CI failures seem relevant.

Feel free to ignore the formatter; I made it less spammy 😉

kshyatt · 2025-01-23T19:31:19Z

I really do not know what is up with the 1.11 failure, it looks alloc_cache related?

maleadt · 2025-01-25T07:43:32Z

Rebase to get rid of CI failures?

kshyatt · 2025-01-25T17:31:16Z

Yep, next on my to do list

…

On Sat, Jan 25, 2025 at 2:43 AM Tim Besard ***@***.***> wrote: Rebase to get rid of CI failures? — Reply to this email directly, view it on GitHub <#2616 (comment)>, or unsubscribe <https://github.com/notifications/unsubscribe-auth/AAGKJY6QWHTIRCVHYN4CSE32MM6DTAVCNFSM6AAAAABU7EYIIGVHI2DSMVQWIX3LMV43OSLTON2WKQ3PNVWWK3TUHMZDMMJTHAZDQNBZGU> . You are receiving this because you authored the thread.Message ID: ***@***.***>

kshyatt · 2025-01-25T23:23:16Z

Gotta admit I'm a bit mystified here as I cannot reproduce these trmm faliures locally.

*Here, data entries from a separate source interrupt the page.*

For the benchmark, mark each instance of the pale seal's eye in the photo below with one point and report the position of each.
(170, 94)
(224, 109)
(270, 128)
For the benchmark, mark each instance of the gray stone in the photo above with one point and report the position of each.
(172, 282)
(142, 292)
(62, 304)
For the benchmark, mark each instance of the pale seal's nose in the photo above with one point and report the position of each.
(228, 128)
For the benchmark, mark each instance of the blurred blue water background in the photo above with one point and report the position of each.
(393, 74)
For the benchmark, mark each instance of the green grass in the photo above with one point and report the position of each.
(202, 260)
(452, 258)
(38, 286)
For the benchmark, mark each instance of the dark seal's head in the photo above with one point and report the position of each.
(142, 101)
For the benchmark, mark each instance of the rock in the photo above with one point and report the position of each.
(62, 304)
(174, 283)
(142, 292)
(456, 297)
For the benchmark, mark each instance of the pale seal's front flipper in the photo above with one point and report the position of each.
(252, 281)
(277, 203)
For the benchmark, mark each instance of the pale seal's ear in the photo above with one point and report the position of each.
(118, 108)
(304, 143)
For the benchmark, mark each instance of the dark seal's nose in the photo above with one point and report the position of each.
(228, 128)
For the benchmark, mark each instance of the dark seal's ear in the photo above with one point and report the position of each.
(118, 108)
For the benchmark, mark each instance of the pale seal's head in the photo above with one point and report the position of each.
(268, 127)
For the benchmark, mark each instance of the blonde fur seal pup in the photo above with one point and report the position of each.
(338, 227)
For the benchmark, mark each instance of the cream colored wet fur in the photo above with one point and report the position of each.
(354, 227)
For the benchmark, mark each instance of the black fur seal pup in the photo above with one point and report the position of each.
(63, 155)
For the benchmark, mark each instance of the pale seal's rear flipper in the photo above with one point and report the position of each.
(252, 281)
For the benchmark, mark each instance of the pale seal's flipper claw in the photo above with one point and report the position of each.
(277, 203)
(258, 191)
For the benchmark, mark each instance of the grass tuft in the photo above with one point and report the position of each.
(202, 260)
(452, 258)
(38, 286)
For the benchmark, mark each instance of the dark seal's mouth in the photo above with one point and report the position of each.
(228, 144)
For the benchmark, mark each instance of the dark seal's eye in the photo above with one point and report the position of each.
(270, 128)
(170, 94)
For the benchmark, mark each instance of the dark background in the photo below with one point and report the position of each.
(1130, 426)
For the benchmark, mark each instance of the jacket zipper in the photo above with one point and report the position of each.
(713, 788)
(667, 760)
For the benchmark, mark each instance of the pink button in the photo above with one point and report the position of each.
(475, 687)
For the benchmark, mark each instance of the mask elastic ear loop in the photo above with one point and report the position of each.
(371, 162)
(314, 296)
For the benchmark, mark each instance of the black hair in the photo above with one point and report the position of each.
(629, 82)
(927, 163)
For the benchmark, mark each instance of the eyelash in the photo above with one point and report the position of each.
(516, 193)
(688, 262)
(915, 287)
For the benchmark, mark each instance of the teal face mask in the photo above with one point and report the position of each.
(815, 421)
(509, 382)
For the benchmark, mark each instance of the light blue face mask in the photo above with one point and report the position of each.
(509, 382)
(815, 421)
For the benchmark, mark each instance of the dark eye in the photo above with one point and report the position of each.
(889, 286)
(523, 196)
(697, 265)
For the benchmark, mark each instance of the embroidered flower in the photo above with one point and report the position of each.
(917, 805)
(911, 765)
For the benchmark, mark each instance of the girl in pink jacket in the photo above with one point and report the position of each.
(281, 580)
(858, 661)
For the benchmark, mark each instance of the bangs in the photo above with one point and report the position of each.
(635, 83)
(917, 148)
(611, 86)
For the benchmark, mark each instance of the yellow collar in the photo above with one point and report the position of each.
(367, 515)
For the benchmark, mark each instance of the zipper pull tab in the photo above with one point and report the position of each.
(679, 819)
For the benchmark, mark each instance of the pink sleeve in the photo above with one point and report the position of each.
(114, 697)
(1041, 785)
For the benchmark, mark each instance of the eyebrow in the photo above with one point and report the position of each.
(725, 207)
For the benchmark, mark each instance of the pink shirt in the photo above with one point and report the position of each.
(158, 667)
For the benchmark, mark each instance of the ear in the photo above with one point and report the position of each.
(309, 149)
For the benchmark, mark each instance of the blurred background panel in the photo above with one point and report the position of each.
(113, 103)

If I run only the libraries/cublas tests or even just libraries using the runtests.jl argument support, everything succeeds locally. If I run the full test suite, I start seeing intermittent illegal access errors/incorrect results in syr2k!. Weird!

lib/cublas/wrappers.jl

maleadt · 2025-01-28T14:01:39Z

We could simplify the implementation here by switching the CUBLAS signatures from RefOrCuRef to simply CuRef (which IIUC is the only legal option now that we switched to DEVICE_POINTER mode), so that passing a scalar is automatically converted to a CuRef:

--- a/lib/cublas/wrappers.jl
+++ b/lib/cublas/wrappers.jl
@@ -530,10 +530,10 @@ for (fname, fname_64, elty) in ((:cublasDgemv_v2, :cublasDgemv_v2_64, :Float64),
                                 (:cublasCgemv_v2, :cublasCgemv_v2_64, :ComplexF32))
     @eval begin
         function gemv!(trans::Char,
-                       alpha::Ref{$elty},
+                       alpha,
                        A::StridedCuMatrix{$elty},
                        x::StridedCuVector{$elty},
-                       beta::Ref{$elty},
+                       beta,
                        y::StridedCuVector{$elty})
             # handle trans
             m,n = size(A)
@@ -552,23 +552,10 @@ for (fname, fname_64, elty) in ((:cublasDgemv_v2, :cublasDgemv_v2_64, :Float64),
         end
     end
 end
-function gemv!(trans::Char, alpha::Number, A::StridedCuMatrix{T}, x::StridedCuVector{T}, beta::Number, y::StridedCuVector{T}) where {T}
-    gpu_α = CuRef{T}(alpha)
-    gpu_β = CuRef{T}(beta)
-    y = gemv!(trans, gpu_α, A, x, gpu_β, y)
-    synchronize()
-    return y
-end
-function gemv(trans::Char, alpha::Ref{T}, A::StridedCuMatrix{T}, x::StridedCuVector{T}) where {T}
-    return gemv!(trans, alpha, A, x, CuRef{T}(zero(T)), similar(x, size(A, (trans == 'N' ? 1 : 2))))
-end
-function gemv(trans::Char, alpha::Number, A::StridedCuMatrix{T}, x::StridedCuVector{T}) where T
+gemv(trans::Char, alpha, A::StridedCuMatrix{T}, x::StridedCuVector{T}) where {T} =
     gemv!(trans, alpha, A, x, zero(T), similar(x, size(A, (trans == 'N' ? 1 : 2))))
-end
-# should this be async?
-function gemv(trans::Char, A::StridedCuMatrix{T}, x::StridedCuVector{T}) where T
+gemv(trans::Char, A::StridedCuMatrix{T}, x::StridedCuVector{T}) where {T} =
     gemv!(trans, one(T), A, x, zero(T), similar(x, T, size(A, (trans == 'N' ? 1 : 2))))
-end

 for (fname, fname_64, eltyin, eltyout, eltyconst) in (
         (:cublasDgemvBatched, :cublasDgemvBatched_64, :Float64, :Float64, :Float64),

etc for the others. Thoughts?

kshyatt · 2025-01-28T14:59:08Z

We could simplify the implementation here by switching the CUBLAS signatures from RefOrCuRef to simply CuRef (which IIUC is the only legal option now that we switched to DEVICE_POINTER mode), so that passing a scalar is automatically converted to a CuRef

Yeah, that makes sense. I was biased towards keeping the changes more "conservative" and perhaps changing handle() to allow users to set the pointer mode, but if we want to go "device side by default" then this would make life easier.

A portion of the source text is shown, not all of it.